UU Pilkada Perlu
Direvisi
Oleh Prayogi Dwi Sulistyo
Badan Pengawas Pemilu mendorong dilakukannya revisi
Undang-Undang Nomor 10 Tahun 2016 tentang Pemilihan Gubernur, Bupati, dan Wali
Kota jelang pelaksanaan Pilkada 2020. Undang-undang tersebut perlu disesuaikan
dengan Undang-Undang Nomor 7 Tahun 2017 tentang Pemilu karena terdapat sejumlah
perbedaan signifikan terkait pengawas pemilihan.
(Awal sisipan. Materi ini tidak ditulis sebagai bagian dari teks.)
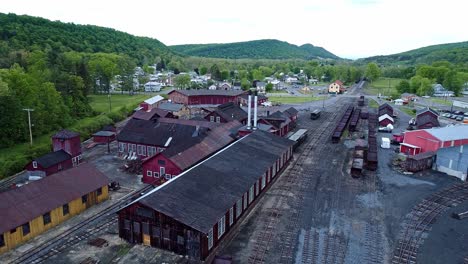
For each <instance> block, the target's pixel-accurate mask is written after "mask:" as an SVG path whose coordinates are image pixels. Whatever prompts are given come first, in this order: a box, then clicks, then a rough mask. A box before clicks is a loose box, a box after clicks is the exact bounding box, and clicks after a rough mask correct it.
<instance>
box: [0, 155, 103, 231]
mask: <svg viewBox="0 0 468 264" xmlns="http://www.w3.org/2000/svg"><path fill="white" fill-rule="evenodd" d="M108 183H109V179H108V178H107V177H106V176H105V175H104V174H103V173H102V172H100V171H99V170H98V169H96V168H95V167H94V166H92V165H90V164H88V163H84V164H81V165H80V166H78V167H76V168H72V169H69V170H65V171H61V172H59V173H56V174H53V175H50V176H47V177H45V178H43V179H41V180H38V181H34V182H30V183H29V184H27V185H24V186H22V187H19V188H16V189H11V190H9V191H6V192H2V193H0V212H1V215H2V221H0V234H2V233H4V232H6V231H9V230H11V229H13V228H15V227H18V226H21V225H23V224H25V223H27V222H29V221H31V220H33V219H34V218H36V217H38V216H41V215H43V214H45V213H47V212H50V211H51V210H53V209H55V208H58V207H60V206H62V205H64V204H66V203H69V202H71V201H73V200H75V199H78V198H80V197H81V196H83V195H85V194H87V193H90V192H92V191H95V190H97V189H98V188H100V187H103V186H106V185H107V184H108Z"/></svg>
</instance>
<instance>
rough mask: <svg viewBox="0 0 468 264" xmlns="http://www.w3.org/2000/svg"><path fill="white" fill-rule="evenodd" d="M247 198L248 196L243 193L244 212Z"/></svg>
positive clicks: (246, 203) (246, 193) (246, 200)
mask: <svg viewBox="0 0 468 264" xmlns="http://www.w3.org/2000/svg"><path fill="white" fill-rule="evenodd" d="M247 196H248V195H247V193H245V194H244V205H243V207H244V210H245V208H247Z"/></svg>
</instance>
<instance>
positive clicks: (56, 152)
mask: <svg viewBox="0 0 468 264" xmlns="http://www.w3.org/2000/svg"><path fill="white" fill-rule="evenodd" d="M69 159H71V155H70V154H68V153H67V152H65V151H64V150H63V149H61V150H57V151H54V152H50V153H47V154H45V155H44V156H41V157H39V158H37V159H35V160H34V161H36V162H37V163H38V164H39V165H41V166H42V167H43V168H45V169H46V168H49V167H50V166H53V165H55V164H59V163H61V162H64V161H66V160H69Z"/></svg>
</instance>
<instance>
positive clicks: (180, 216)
mask: <svg viewBox="0 0 468 264" xmlns="http://www.w3.org/2000/svg"><path fill="white" fill-rule="evenodd" d="M293 143H294V142H293V141H291V140H289V139H285V138H282V137H278V136H275V135H272V134H271V133H268V132H263V131H256V132H253V133H251V134H249V135H247V136H245V137H243V138H242V139H240V140H238V141H236V142H235V143H233V144H232V145H230V146H228V147H226V148H225V149H223V150H221V151H220V152H218V153H217V154H216V155H214V156H211V157H210V158H209V159H207V160H205V161H204V162H202V163H200V164H199V165H197V166H196V167H193V168H192V169H190V170H188V171H186V172H184V173H182V174H181V175H179V176H178V177H176V178H174V179H173V180H172V181H171V182H169V183H168V184H165V185H163V186H161V187H160V188H157V189H154V191H151V192H149V193H148V194H146V195H144V196H143V197H142V198H140V199H139V200H137V201H136V202H139V203H141V204H143V205H145V206H148V207H149V208H152V209H154V210H156V211H159V212H161V213H163V214H165V215H167V216H169V217H171V218H173V219H175V220H176V221H179V222H181V223H183V224H186V225H187V226H190V227H192V228H194V229H196V230H199V231H200V232H202V233H205V234H207V233H208V231H209V230H210V229H211V228H212V227H213V225H214V224H215V223H216V222H217V221H218V220H219V219H220V218H221V217H222V216H223V215H224V214H225V213H226V212H227V211H228V210H229V208H231V207H232V206H233V205H234V204H235V203H236V202H237V200H238V199H239V198H241V197H242V195H243V194H244V193H245V192H247V191H248V190H249V188H250V187H251V186H252V185H253V184H254V183H255V182H258V179H259V178H260V177H261V176H262V175H264V174H265V172H266V171H267V169H268V168H270V166H272V165H273V164H274V163H275V161H276V160H277V159H278V158H279V157H280V155H281V154H283V153H284V152H285V151H286V150H287V149H288V148H289V147H290V146H292V144H293Z"/></svg>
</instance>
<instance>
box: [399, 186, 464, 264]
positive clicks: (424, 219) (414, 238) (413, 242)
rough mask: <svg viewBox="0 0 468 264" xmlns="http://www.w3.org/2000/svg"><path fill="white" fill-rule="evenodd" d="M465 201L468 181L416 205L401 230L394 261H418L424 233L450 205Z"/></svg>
mask: <svg viewBox="0 0 468 264" xmlns="http://www.w3.org/2000/svg"><path fill="white" fill-rule="evenodd" d="M464 201H468V183H462V184H457V185H454V186H451V187H449V188H446V189H444V190H442V191H440V192H437V193H435V194H432V195H430V196H429V197H427V198H426V199H424V200H423V201H422V202H421V203H419V204H418V205H416V206H414V207H413V209H412V211H411V212H410V213H409V214H408V215H407V216H406V219H405V220H404V222H403V228H404V229H403V230H402V231H401V232H400V239H399V240H398V242H397V245H396V248H395V251H394V255H393V258H392V263H393V264H399V263H416V262H417V255H418V249H419V247H420V246H421V245H422V243H423V241H424V237H425V236H424V234H425V233H427V232H428V231H429V230H430V229H431V225H432V224H433V223H434V222H435V220H436V218H437V217H438V216H439V215H440V214H441V213H443V212H444V211H445V210H446V209H448V208H449V207H453V206H457V205H458V204H460V203H462V202H464Z"/></svg>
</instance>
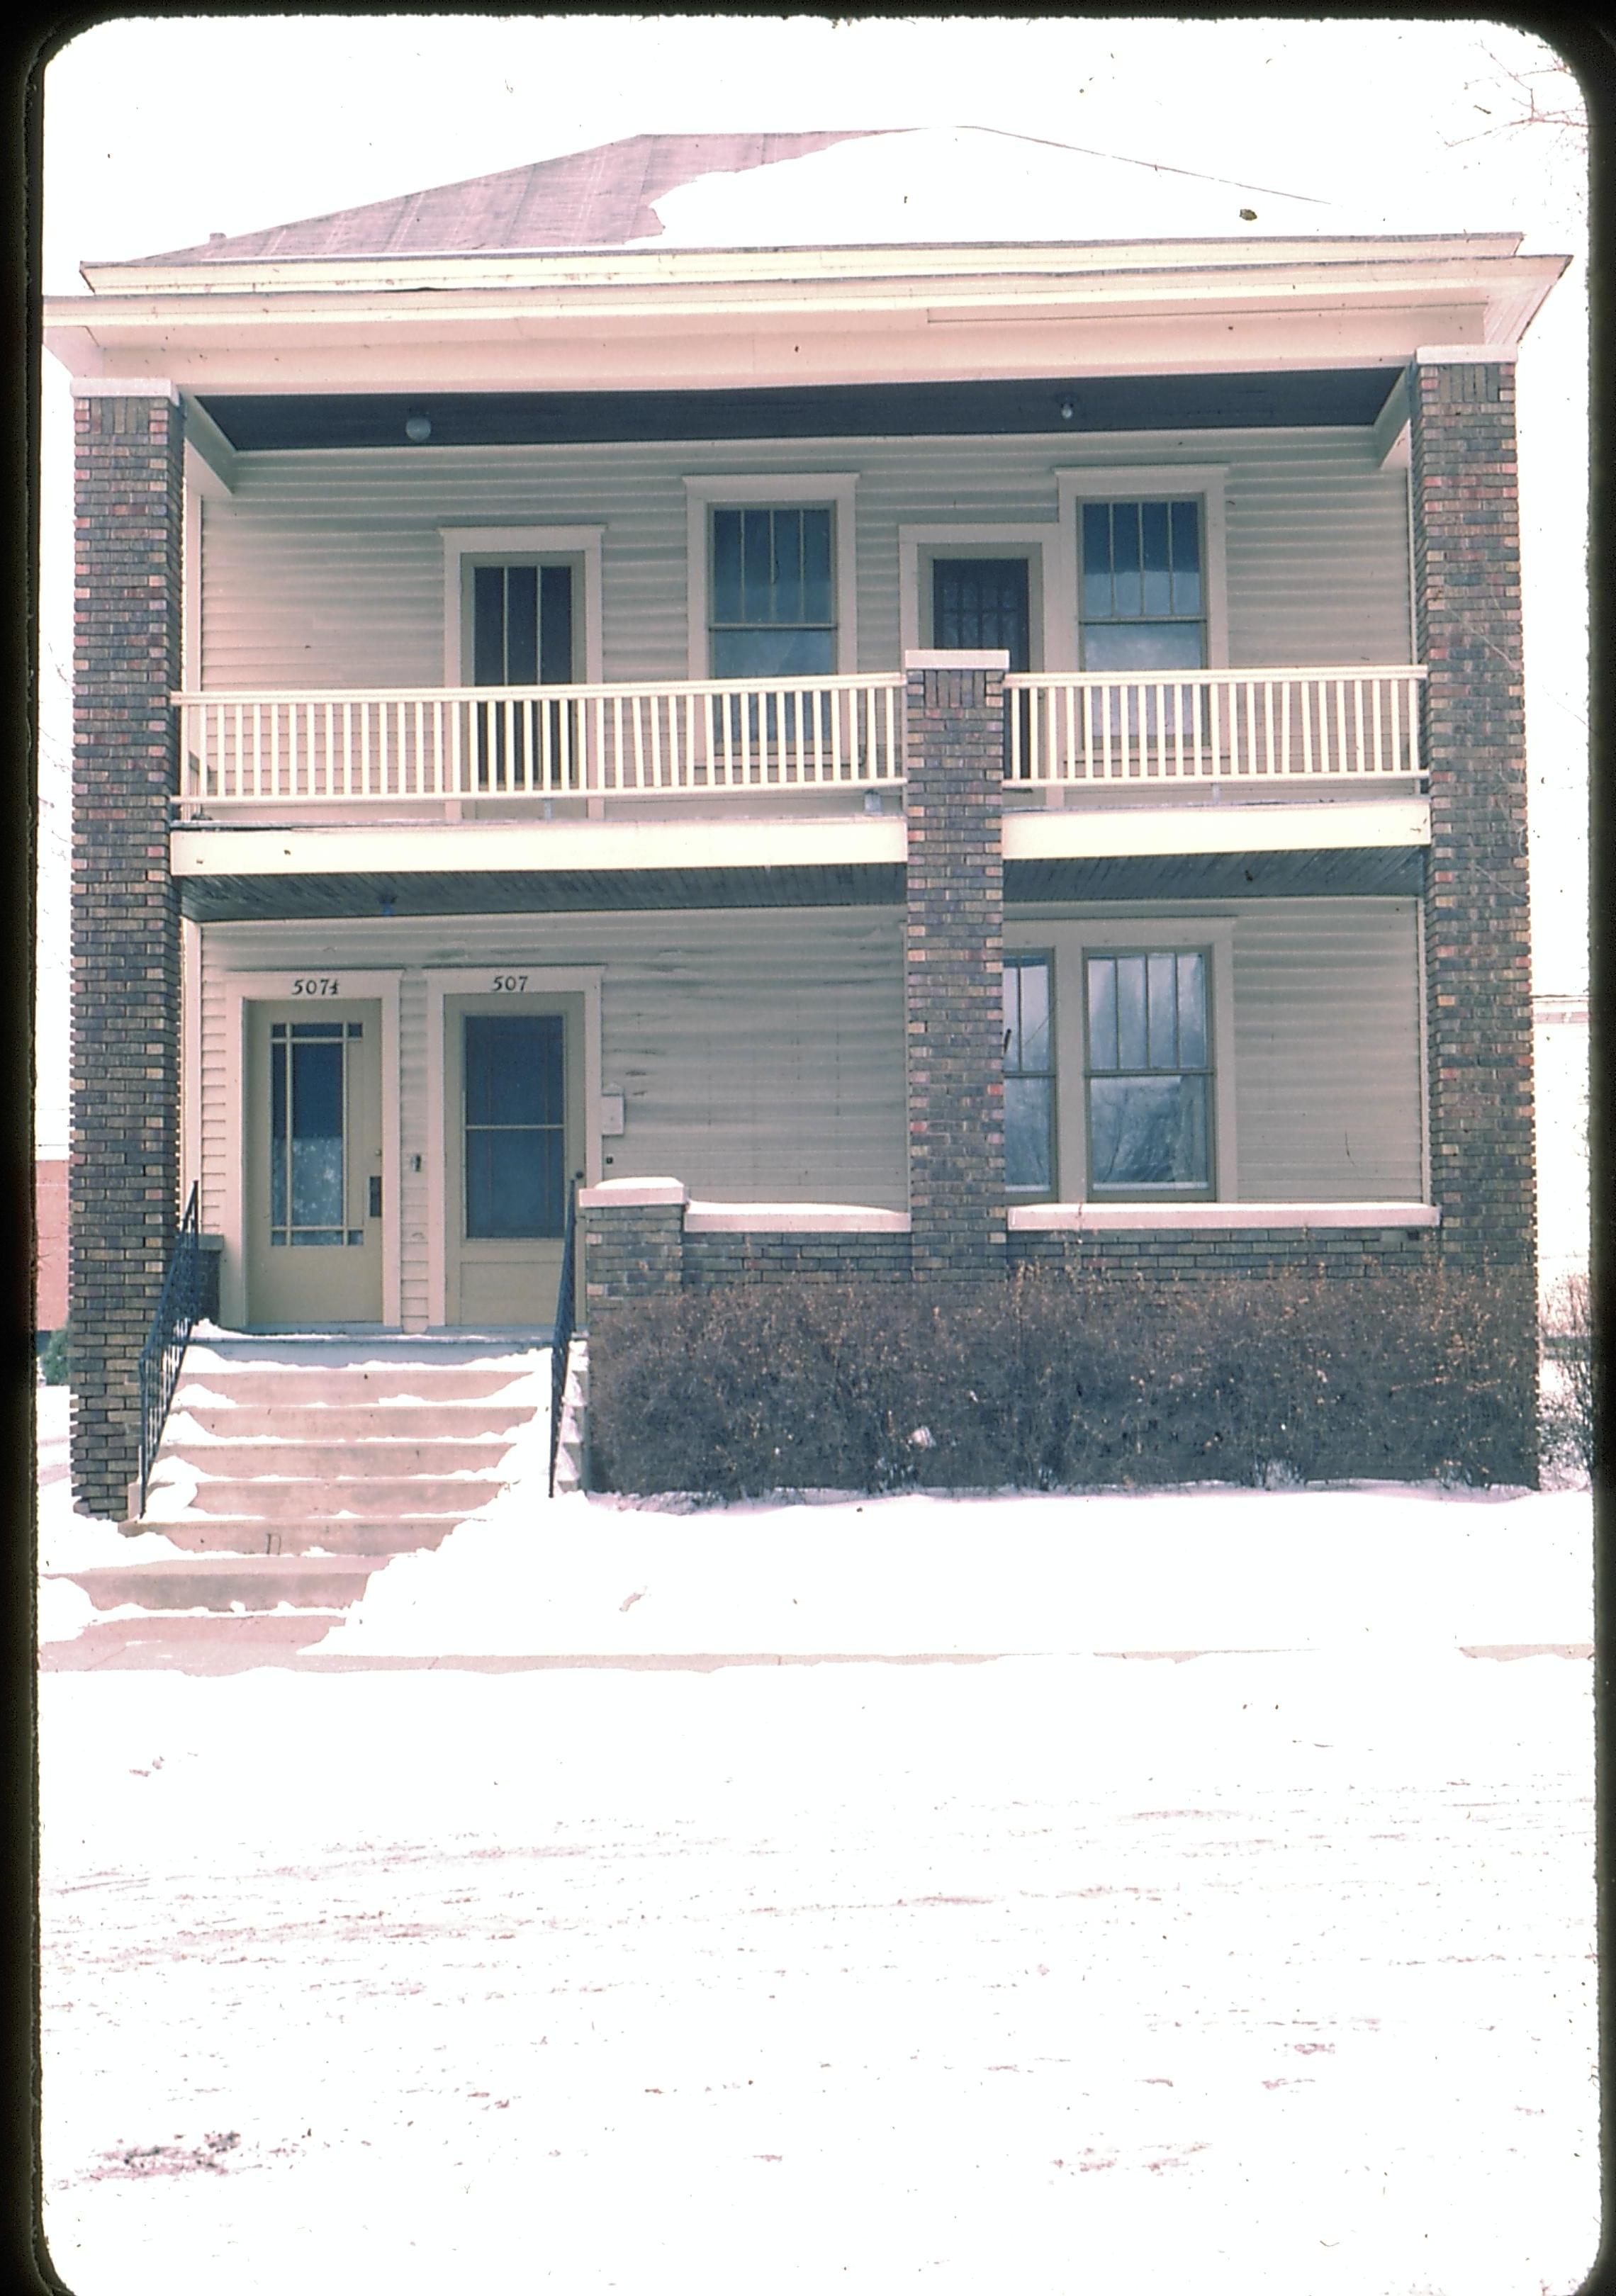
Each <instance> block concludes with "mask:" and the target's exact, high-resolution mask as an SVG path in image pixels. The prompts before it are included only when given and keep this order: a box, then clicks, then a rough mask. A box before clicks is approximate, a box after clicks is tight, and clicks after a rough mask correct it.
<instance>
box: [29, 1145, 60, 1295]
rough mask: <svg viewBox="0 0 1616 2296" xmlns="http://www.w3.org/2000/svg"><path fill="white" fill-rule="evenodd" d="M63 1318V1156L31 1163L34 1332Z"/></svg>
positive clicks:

Perbedaan itu antara lain,
pada UU Pemilihan Gubernur, Bupati, dan Wali Kota atau UU Pilkada, pengawas
penyelenggaraan pemilihan di wilayah kabupaten/kota adalah Panitia Pengawas
yang dibentuk oleh Bawaslu Provinsi (Pasal 1 Angka 17).
Sementara di dalam UU Pemilu disebutkan, badan untuk mengawasi
penyelenggaraan pemilihan di wilayah kabupaten/kota adalah Bawaslu
Kabupaten/Kota. Bawaslu memiliki kewenangan untuk mengadili dan memutus
sengketa administrasi pemilihan, sedangkan Panwaslu dalam UU Pilkada hanya
memiliki kewenangan untuk memberikan rekomendasi.
Anggota Bawaslu Fritz Edward Siregar menegaskan, Panwas berbeda
dengan Bawaslu. Oleh karena itu, solusi untuk mengatasi persoalan tersebut
yakni harus ada undang-undang pilkada yang baru yang sesuai dengan UU Pemilihan
Umum. “Undang-undang (Pilkada) yang ada sekarang tidak bisa digunakan untuk
Pilkada yang akan datang,” kata Fritz saat dihubungi di Jakarta, Minggu
(11/8/2019).
Hal tersebut terjadi karena nama Panwas sudah tidak ada lagi dan
sudah berubah menjadi Bawaslu Kabupaten/Kota. Menurut Fritz, pembentukan
undang-undang baru dibutuhkan mengingat revisi terbatas UU Pilkada tidak lagi
sesuai dengan nilai-nilai dan norma yang ada dalam UU Pemilu.
Lebih maju
Ketua Konstitusi dan Demokrasi (Kode) Inisiatif Veri Junaidi
mengatakan, ada beberapa pengaturan di Pemilu yang sudah maju seperti soal
pengawasan karena telah belajar dari proses pelaksanaan Pilkada. Oleh karena
itu, UU Pemilu sebenarnya adalah penyempurnaan dari proses yang ada sebelumnya.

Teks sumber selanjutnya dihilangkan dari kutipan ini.